Thursday 21 November 2013

Collect, catalogue, classify

Canvas, acrylic, oil, feathers, cotton.

While unpacking boxes containing decades of collected material can be a laborious dust filled task, it was with unexpected pleasure that I rediscovered some little treasures including this one.  I don't recall making it but I know it was in my second year of post grad while studying for my MVA (Master of Visual Arts) at VCA (Victorian College of the Arts).  It is a collection of feathers that have been sewn and painted on to small strips of canvas, which in turn have been sewn together.  I am thinking of adding to it, making it a quite large piece.
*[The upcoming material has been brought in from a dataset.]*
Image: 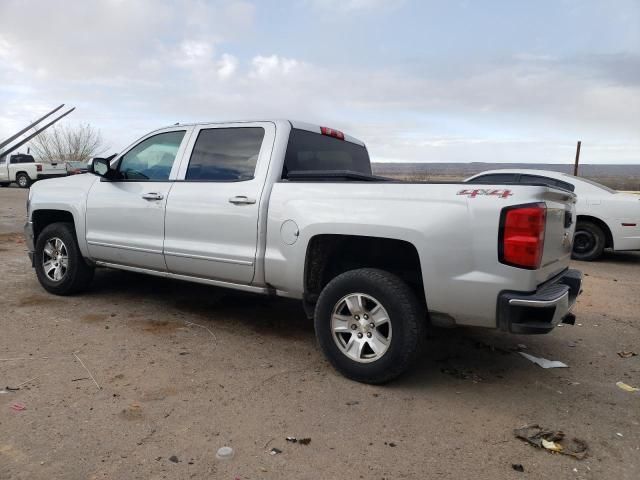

This little treasure I have labeled 'Flock' taps in to something I have been thinking about for a while now, that is systems of classification and mans desire to create order and clarity in nature.  I notice that even the humble garden is something that must be orderly, clipped and contained.  I like that man has to document, collect and classify everything in his world and beyond in order for him to understand his position in it.  Of course most of these concepts are relatively new, within the last couple of centuries.  Once man rejected God as the creator of life on earth he looked at the earth itself and discovered science.  This is probably an overly simplistic version of events, but I am interested in that period of change and discovery where man stopped looking to the heavens and began to note the world in which  he lived.


All of this thinking has lead me to examine my own collections and systems of classification and how I might go about my own analysis of them.  Meanwhile I am still in the process of sorting through the collections and wondering exactly how sort, document, categorise and store them.